Fantastic work here. Your analyses (and I’ve only read two of your articles so far, and your comment on Ed Zitron’s Shareholder Supremacy article) strike me as right on. I am looking forwards to exploring your ideas more deeply.
I’ve just discovered you and your work and I’m gobsmacked. Really interesting! I have so many questions that I could post on all of your posts, but here’s one to start: In your account of two major elements of the Neoliberalism you describe, you say, “Low-tax, big-deficit Reaganomics had two effects on the economic environment. The first was the high deficits required high unemployment to suppress inflation. High unemployment for most of the twenty years after 1973 meant a nearly continuous labor surplus.
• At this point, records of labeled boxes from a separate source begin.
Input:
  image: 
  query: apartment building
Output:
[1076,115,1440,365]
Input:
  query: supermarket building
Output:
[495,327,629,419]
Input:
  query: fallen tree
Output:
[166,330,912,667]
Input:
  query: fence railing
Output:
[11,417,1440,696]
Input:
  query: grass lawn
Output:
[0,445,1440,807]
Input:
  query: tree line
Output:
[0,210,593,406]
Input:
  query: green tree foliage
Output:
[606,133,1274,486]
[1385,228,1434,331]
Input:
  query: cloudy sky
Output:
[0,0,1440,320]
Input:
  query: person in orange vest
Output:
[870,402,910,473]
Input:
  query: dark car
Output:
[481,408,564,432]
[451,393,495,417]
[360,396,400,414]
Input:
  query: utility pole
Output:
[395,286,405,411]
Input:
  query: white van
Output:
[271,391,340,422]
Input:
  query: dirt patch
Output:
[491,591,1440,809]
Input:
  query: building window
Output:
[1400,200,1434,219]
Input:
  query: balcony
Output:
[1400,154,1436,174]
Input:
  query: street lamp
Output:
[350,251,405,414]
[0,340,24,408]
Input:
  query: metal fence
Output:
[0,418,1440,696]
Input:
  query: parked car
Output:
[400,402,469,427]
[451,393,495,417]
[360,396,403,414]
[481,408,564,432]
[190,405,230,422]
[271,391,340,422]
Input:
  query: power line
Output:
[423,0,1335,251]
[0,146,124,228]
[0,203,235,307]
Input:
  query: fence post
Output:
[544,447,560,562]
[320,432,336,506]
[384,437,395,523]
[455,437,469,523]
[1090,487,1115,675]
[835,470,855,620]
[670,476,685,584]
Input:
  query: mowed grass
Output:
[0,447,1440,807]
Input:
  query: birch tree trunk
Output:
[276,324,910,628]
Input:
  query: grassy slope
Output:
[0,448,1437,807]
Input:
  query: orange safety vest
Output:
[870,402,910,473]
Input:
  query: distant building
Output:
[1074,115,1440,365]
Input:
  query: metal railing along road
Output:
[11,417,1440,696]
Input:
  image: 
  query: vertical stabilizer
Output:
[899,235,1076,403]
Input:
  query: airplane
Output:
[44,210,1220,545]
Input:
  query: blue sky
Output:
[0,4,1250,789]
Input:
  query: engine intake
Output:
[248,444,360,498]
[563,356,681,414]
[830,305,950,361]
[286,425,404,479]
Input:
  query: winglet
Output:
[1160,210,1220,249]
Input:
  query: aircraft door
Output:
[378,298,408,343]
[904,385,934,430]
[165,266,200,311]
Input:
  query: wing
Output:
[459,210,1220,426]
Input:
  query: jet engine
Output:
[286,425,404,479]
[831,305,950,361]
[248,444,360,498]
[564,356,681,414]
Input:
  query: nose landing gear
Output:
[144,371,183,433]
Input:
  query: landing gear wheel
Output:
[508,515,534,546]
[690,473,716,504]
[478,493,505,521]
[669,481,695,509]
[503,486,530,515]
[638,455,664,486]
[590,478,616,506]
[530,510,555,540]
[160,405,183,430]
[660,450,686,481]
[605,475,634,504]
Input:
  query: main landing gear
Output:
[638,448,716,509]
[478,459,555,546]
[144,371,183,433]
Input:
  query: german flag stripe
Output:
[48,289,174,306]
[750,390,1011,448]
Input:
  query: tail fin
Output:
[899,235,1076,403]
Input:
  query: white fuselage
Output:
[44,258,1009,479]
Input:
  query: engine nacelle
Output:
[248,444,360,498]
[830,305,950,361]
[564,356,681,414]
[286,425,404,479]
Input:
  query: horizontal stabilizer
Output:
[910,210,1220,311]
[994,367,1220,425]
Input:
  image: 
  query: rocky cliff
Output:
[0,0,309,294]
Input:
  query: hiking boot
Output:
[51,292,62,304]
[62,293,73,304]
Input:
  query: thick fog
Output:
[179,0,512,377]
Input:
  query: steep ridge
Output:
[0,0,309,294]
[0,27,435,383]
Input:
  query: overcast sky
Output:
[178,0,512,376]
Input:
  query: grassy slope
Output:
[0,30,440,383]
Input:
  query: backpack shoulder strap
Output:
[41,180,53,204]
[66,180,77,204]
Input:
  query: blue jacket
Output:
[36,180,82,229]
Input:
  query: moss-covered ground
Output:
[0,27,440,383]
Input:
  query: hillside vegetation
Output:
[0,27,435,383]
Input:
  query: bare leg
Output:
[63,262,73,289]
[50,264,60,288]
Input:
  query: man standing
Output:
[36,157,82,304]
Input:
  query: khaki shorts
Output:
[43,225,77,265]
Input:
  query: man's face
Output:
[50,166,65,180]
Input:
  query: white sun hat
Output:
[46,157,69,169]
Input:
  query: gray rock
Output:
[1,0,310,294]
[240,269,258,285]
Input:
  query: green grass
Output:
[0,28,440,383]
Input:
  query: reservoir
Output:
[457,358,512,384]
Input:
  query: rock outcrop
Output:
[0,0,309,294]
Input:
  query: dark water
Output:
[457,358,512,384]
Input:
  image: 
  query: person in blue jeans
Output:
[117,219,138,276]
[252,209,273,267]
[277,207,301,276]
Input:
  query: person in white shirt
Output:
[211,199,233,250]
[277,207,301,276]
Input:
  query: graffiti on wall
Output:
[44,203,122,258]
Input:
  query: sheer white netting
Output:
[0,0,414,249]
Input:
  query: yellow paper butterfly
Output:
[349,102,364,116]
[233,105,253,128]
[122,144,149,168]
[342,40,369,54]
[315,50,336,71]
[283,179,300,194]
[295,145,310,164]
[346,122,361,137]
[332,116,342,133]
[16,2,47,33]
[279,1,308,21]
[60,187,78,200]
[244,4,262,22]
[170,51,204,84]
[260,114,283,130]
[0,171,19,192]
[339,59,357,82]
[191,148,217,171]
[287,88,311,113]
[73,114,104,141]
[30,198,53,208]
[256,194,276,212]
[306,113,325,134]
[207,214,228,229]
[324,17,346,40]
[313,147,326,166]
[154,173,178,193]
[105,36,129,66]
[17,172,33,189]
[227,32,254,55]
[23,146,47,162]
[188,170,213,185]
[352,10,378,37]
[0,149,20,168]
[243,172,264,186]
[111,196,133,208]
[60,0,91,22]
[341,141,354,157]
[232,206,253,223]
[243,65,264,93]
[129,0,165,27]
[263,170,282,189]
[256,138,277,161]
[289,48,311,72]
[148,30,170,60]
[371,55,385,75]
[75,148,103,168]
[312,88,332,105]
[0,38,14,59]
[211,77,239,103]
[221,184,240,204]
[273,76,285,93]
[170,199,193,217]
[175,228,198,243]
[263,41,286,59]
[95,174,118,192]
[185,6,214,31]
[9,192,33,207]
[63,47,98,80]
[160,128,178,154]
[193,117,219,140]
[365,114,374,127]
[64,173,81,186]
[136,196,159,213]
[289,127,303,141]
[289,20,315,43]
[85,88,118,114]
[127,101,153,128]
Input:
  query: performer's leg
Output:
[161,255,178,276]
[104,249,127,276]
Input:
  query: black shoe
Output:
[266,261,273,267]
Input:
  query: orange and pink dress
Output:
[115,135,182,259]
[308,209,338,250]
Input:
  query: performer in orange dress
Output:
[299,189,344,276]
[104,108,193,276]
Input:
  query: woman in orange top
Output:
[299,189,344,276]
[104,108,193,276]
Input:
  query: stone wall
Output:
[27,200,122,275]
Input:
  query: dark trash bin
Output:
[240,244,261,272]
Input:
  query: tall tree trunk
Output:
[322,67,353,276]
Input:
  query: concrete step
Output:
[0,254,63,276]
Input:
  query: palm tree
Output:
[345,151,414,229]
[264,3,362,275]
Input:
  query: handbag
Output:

Under these conditions labor has no market power and organized labor became impotent and never recovered. “
Later you describe Biden’s industrial investment initiatives as more “Trickle-down economics.”
But isn’t one important result of these investments that unemployment has dropped significantly? Labor power appears to be increasing, if unevenly. Isn’t this possibly a somewhat countervailing development in addressing the 40+ year bipartisan plague of neoliberalism? It has not been possible yet to address the tax code for all sorts of reasons both internal to the Dem coalition (Manchin and Sinema) and external. But is it not possible that these sorts of policies would gain traction in the next Biden administration, depending, of course, on Dem control of Congress?
So, I think you are right that shareholder value still rules the capitalist day, but is it fair to dismiss Biden’s industrial policy as a potential key piece of a post-neoliberal policy?